Эрик кивнул. Он понимал – и не вполне понимал. Что от него требуется, какие слова, какие действия? Серьезные ли неприятности у него будут? И какого рода неприятности? Он поступил опрометчиво? Безответственно? Так это выглядит со стороны? Понятней всего были разведенные руки директора. Жест означал, что мишенью всей возможной критики, всех официальных нареканий будет он, старший медик.
– Хотите?
Директор подвинул к Эрику серебряный портсигар. На крышке что-то было выгравировано, возможно – полковая эмблема.
– Значит, будет расследование?
– Не вижу, как этого можно избежать, – сказал директор. – Но я знаю обоих коронеров. Думаю, все пройдет гладко.

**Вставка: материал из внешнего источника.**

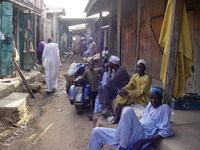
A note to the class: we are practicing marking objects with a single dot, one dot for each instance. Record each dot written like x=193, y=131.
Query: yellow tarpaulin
x=184, y=60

Масоны, подумал Эрик. Он предполагал, что когда-нибудь и ему предложат вступить. Не исключено, директор и предложит.
Стук в дверь.
– Войдите, – сказал директор.
Вошел мужчина в белом халате, один из медбратьев. Вид усталый.
– Иэн, – сказал директор, – с доктором Парри вы, кажется, знакомы.
– Да, сэр, знаком.
– Тогда давайте втроем спустимся. По дороге сообщите доктору подробности. То, что существенно.
Директор встал; Эрик встал. Секретарша бросила на них взгляд. Она была кладезь секретов. Мужчины вышли из кабинета. Коридор, лестница, двойная дверь, за которой начиналась больница как таковая. Психиатрические выглядят примерно так, как ожидаешь. Там действительно завывают, плачут, ведут разговоры с незримым, строят рожи, какие в обычной жизни люди строят разве что наедине с собой или в темноте. На цветных гладких стульях они сидели рядами, неуклюже подстриженные и пришибленные ларгактилом[24]. Там стоял телевизор – нововведение директора, – но смотрел его большей частью персонал. В одном месте, когда шли по коридору с цветными геометрическими плитками на полу, путь преградил мужчина в военном кителе со шрамами от бритвы по всему лицу. Иэн направился было к нему, чтобы отодвинуть, но другой пациент взял его за локоть и отвел обратно к стенке.
– Спасибо, Мартин, – сказал директор.
– Это Мартин его обнаружил, – заметил Иэн, когда они прошли.
– Я не помню, чтобы мне это говорили, – сказал директор. – А что он делал в прачечной посреди ночи?
– Ему неважно спится, – ответил Иэн. – Когда я в ночную смену, часто вижу, как он прохаживается.
– Это Мартин, значит, включил сигнализацию? Он ко всему, что связано с огнем, неравнодушен, кажется.
– Про сигнализацию не знаю, – сказал Иэн. – Возможно.
– А ведь могло быть и хуже, – промолвил директор. – Ему могло прийти в голову зажечь погребальный костер.
– Не думаю, что он бы так поступил, сэр. Сейчас уже нет.
– И все-таки я считаю, что нам надо прекратить эти ночные блуждания. Может быть, доктор Парри взглянет на то, что ему дают.
– Да, – сказал Эрик. – Если вы считаете нужным.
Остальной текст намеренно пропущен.